2008 OPEN FORUM Abstracts


Ashli O'Rourke1,Michael D. Davis1, Brian K. Walsh1, John Slovensky1, John F. Hunt1, Thomas Pajewski1

Background: Several studies have shown the value of exhaled breath condensate (EBC) pH as a biomarker for airway acidification and lung inflammation. Walsh et al (Respir Care 2006, 51:1125-1131) first reported the ability to continuously monitor EBC pH in mechanically ventilated patients using the Airway Lining Fluid Analyzer (ALFA, Respiratory Research, Inc, Austin, TX). ALFA identifies acidification of the airway caused by acid aspiration or by acid formed in the airway intrinsically. We wished to develop methodology to distinguish these two forms of airway acidification. We performed ALFA monitoring concurrent with Sleuth esophageal pH/impedance monitoring (Sandhill Scientific, Inc, Highlands Ranch, CO), and measurements of gastric pepsin in tracheal aspirates (TA) using a specific activity assay.
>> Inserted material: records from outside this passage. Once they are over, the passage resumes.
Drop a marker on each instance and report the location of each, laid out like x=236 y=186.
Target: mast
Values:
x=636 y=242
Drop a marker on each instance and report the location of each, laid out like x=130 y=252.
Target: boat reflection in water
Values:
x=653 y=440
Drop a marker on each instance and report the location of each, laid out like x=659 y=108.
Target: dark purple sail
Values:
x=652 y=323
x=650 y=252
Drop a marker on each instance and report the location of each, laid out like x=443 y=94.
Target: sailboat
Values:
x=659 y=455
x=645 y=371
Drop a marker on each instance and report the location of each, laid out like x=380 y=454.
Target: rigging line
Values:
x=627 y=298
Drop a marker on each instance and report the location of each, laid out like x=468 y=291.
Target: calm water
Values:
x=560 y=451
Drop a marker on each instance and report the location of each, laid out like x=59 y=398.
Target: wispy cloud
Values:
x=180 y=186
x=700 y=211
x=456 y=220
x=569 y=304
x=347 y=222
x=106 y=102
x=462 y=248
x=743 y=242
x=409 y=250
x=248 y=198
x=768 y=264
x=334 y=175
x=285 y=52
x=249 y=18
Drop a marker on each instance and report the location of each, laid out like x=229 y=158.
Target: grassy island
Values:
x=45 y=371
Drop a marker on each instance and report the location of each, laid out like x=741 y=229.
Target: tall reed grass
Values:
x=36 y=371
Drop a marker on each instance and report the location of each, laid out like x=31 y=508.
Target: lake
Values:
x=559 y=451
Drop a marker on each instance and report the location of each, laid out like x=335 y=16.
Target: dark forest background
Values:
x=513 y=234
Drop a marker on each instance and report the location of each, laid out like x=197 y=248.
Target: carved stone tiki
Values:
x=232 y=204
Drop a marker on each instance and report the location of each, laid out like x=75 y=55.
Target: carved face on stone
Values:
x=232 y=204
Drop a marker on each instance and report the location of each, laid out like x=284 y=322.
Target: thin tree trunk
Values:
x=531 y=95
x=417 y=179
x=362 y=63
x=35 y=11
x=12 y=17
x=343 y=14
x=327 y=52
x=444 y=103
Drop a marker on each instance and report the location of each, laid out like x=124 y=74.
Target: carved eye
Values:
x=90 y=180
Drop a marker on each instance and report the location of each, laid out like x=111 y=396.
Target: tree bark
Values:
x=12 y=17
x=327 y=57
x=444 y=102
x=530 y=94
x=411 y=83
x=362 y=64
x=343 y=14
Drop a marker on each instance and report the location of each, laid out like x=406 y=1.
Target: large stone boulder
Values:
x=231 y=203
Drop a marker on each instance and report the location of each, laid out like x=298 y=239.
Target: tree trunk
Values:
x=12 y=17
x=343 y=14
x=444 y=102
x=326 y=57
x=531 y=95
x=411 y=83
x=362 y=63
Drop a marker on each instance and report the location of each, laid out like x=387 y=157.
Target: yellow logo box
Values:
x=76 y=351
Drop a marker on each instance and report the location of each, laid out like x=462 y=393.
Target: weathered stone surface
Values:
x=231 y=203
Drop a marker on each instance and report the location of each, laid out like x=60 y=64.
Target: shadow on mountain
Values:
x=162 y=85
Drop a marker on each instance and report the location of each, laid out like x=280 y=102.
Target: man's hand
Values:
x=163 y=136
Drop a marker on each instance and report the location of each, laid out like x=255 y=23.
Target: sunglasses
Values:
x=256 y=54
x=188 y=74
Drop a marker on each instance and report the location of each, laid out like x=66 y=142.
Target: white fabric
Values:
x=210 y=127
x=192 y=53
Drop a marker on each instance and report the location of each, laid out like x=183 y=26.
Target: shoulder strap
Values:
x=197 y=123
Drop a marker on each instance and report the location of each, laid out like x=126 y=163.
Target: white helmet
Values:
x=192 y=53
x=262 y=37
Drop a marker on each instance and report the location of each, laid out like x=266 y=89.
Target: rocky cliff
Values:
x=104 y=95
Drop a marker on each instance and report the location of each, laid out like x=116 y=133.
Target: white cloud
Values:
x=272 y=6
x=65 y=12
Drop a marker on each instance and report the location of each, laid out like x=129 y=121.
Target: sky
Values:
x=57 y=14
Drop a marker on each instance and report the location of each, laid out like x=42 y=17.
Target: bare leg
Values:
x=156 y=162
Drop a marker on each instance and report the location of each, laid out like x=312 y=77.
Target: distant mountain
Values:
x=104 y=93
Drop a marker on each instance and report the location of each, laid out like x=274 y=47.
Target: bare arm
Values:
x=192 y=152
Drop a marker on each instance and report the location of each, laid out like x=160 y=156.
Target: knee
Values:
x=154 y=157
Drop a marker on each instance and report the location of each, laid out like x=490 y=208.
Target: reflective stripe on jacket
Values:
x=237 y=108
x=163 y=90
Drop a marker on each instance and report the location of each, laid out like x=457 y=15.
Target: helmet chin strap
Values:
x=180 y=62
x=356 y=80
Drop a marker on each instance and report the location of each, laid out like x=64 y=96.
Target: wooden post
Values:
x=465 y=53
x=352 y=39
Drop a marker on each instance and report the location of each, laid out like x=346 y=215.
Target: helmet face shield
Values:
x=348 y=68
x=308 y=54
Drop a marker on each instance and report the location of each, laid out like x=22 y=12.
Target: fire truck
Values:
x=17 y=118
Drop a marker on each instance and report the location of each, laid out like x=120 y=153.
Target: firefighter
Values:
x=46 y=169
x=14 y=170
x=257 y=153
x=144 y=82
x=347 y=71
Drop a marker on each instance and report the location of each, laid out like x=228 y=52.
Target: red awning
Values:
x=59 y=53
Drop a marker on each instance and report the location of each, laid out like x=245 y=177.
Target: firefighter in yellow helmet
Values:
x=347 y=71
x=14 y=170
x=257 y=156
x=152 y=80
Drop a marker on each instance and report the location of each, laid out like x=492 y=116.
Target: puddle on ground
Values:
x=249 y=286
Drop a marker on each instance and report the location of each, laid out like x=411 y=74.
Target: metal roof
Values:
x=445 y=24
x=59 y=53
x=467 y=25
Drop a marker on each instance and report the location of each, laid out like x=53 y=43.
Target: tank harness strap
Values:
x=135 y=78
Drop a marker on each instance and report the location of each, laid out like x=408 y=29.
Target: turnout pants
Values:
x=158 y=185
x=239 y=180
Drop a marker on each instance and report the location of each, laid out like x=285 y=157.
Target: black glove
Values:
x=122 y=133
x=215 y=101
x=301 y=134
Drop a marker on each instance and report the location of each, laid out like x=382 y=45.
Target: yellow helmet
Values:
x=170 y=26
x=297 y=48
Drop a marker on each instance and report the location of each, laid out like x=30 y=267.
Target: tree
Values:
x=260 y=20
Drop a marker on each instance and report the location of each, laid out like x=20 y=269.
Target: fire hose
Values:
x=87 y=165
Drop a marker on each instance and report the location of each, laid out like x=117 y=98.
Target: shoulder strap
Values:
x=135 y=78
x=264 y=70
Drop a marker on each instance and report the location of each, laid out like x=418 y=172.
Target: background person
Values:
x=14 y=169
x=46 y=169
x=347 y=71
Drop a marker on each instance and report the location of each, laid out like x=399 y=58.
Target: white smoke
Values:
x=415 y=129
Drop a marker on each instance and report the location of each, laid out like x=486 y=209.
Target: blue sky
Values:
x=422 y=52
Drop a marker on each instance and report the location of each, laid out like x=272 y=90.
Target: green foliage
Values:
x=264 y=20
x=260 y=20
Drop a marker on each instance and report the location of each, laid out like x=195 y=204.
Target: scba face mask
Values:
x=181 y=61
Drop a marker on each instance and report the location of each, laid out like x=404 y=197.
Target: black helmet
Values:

We have now performed these concurrent measurements in (43) patients undergoing surgery (primarily spinal procedures) using total intravenous anesthesia (without paralysis) and endotracheal mechanical ventilation with the Servo I (Maquet) in both the operating room and ICU settings. Of the 43 patients enrolled, we excluded 16 from analysis; 9 due to early termination of surgery, 2 due to an inability to place the Sleuth probe, 1 due to theft of a laptop making data inaccessible, and 1 due to an inability to obtain tracheal aspirate. Results indicate that ALFA monitoring seems most sensitive for acid aspiration; pepsin in TA appears most specific for aspiration in general, but pepsin measures are unable to determine timing of aspiration well. Sleuth impedance monitoring was of limited value in anesthetized patients and esophageal pH was not as sensitive as ALFA. Sleuth identified reflux events in 3 patients (11%) of the population studied. Patients with reflux events captured on Sleuth had significantly higher pepsin levels in their tracheal aspirates (median of 41529 ng/dl vs 6488 ng/dl in non-reflux population); these events had correlating acute drops in EBC pH recorded on ALFA. These combined monitoring modalities provide the most comprehensive method described to date for monitoring reflux/aspiration in mechanically ventilated patients; this monitoring may prove elucidating when investigating ventilator associated pneumonia and ventilator-induced lung injury.